Synaptic plasticity is known to play a key role in drug addiction. Indeed, addiction has been conceptualized as a pathological form of learning and memory, as they share synaptic plasticity mechanisms. Synaptic plasticity may contribute to different aspects of addiction, including craving, withdrawal, and relapse60,61. Altered expression of GRIA4 and other glutamatergic genes in postmortem hippocampus was observed after chronic exposure to alcohol or cocaine62, perhaps contributing to the development of craving63. Studies in mouse models showed that AMPARs and N-methyl-D-aspartate receptors (NMDAR) in the ventral tegmental area (VTA) are involved in behavioral sensitization, thus playing key roles in the development of addiction64,65. For example, a single exposure to cocaine in vivo can increase the AMPAR/NMDAR ratio in the VTA, which may be involved in an early stage of drug addiction66. Along with addictive substances such as cocaine64 and morphine65, nicotine activates nicotinic acetylcholine receptors (nAChRs) in the VTA to reinforce smoking behavior67,68. We therefore speculate that the synaptic plasticity effects of GRIA4 may explain its contribution to the risk of ND–MD comorbidity.

Besides the significant finding at GRIA4, we performed enrichment analyses taking the genes identified by top SNPs (P < 1 × 10−4) as a whole. The enriched GO terms include cell adhesion in biological processes, calcium ion binding in molecular function, and synapse and plasma membrane in cellular component (Table 2). A significant enrichment of tissue expression was reported in DAVID using the same list of genes.
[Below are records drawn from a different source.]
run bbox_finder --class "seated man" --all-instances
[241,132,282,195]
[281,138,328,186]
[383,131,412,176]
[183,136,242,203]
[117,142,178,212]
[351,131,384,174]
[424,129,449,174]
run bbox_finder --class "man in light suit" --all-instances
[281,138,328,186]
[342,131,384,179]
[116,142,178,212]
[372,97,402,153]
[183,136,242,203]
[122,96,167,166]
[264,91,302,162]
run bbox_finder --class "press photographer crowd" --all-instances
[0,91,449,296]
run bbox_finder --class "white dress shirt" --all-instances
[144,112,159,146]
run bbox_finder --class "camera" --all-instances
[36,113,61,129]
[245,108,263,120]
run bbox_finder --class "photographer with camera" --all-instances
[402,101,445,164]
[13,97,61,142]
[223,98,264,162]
Disease-level enrichment is more informative than GO level enrichment, in this instance: the disease enrichment analyses for the top genes or top coexpressed genes with GRIA4 shows that the significant enriched disease traits are mainly related to mental disorders (Table S3 and S4). All the reported terms are significant after multiple testing correction (FDR < 0.05). In GWAS with limited sample size, it is very common that no significant enrichment can be detected or the enriched terms cannot be linked to the study trait in an obvious way. Here, despite the sample size limitation, we observed consistent GO or disease enrichments using different web-based tools or different gene lists, indicating that the nominally significant findings (P < 1 × 10−4) and the coexpressed genes with GRIA4 are robustly related to the ND+MD trait.
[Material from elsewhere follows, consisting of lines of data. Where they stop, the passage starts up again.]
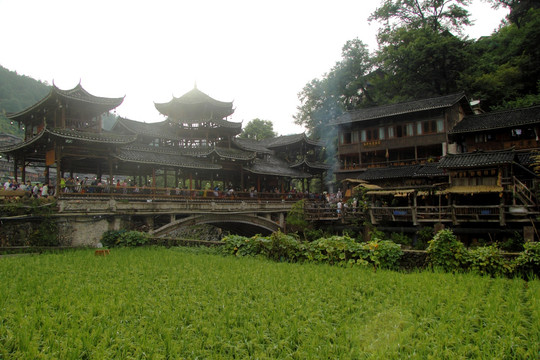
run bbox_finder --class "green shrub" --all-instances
[427,229,468,271]
[358,240,403,270]
[413,226,433,250]
[468,246,511,276]
[390,233,412,246]
[255,231,303,261]
[305,235,361,266]
[514,242,540,278]
[101,230,126,247]
[222,235,260,256]
[306,236,403,269]
[109,231,150,246]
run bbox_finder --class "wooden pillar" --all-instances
[107,158,114,189]
[240,165,246,191]
[54,145,64,197]
[45,166,51,186]
[13,157,19,181]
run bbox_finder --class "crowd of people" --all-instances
[4,179,54,198]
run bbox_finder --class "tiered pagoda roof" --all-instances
[154,87,234,123]
[449,106,540,134]
[7,83,125,123]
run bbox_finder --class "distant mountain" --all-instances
[0,66,50,137]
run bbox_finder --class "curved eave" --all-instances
[45,129,137,145]
[291,159,332,170]
[267,133,324,149]
[214,147,257,161]
[7,84,125,121]
[232,137,274,154]
[0,130,45,154]
[329,93,472,125]
[244,157,313,179]
[115,149,222,170]
[154,87,234,118]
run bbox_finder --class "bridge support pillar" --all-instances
[144,216,154,230]
[279,213,285,229]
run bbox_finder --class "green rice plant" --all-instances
[0,247,540,359]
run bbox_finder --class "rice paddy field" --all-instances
[0,248,540,359]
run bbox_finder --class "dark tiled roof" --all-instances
[214,146,257,160]
[113,118,173,139]
[261,133,324,149]
[113,118,242,140]
[449,106,540,134]
[357,163,446,181]
[245,156,312,179]
[0,130,46,154]
[291,159,332,170]
[414,163,446,177]
[8,84,124,121]
[154,87,234,120]
[517,151,540,166]
[330,92,468,125]
[45,129,137,144]
[357,165,420,181]
[232,137,273,154]
[116,146,221,170]
[439,151,516,169]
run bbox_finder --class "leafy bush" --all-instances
[256,231,303,261]
[390,233,412,246]
[305,235,361,266]
[222,235,260,256]
[117,231,150,246]
[514,242,540,278]
[361,240,403,270]
[427,229,468,271]
[306,236,403,269]
[101,230,150,247]
[101,230,126,247]
[413,226,433,250]
[468,246,511,276]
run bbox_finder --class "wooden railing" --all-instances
[305,202,538,225]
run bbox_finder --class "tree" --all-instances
[294,39,374,137]
[369,0,471,38]
[374,27,472,102]
[239,118,277,141]
[460,7,540,110]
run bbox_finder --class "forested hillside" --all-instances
[0,65,50,137]
[295,0,540,136]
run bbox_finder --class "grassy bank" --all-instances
[0,248,540,359]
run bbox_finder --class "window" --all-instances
[437,119,444,132]
[379,127,385,140]
[404,124,414,136]
[351,131,358,144]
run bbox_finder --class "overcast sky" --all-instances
[0,0,506,135]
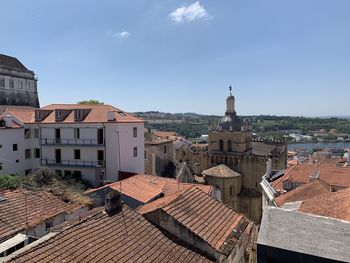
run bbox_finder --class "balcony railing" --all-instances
[41,159,105,168]
[40,138,105,146]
This study has important limitations including modest sample size and the lack of a replication sample. Further studies to understand the biological mechanisms of the genetic risk loci we identified are also warranted.

In conclusion, we identified variation at GRIA4, a gene that codes for an AMPA glutamate receptor subunit, as a genetic risk factor for ND and MD comorbidity. This provides initial evidence that variation in the glutamatergic system may underlie the common etiology of these highly comorbid disorders. Thus, the glutamatergic system may thus be a target for treatment of ND69, as it is already for MD70; especially so in clinical contexts where the two traits are comorbid.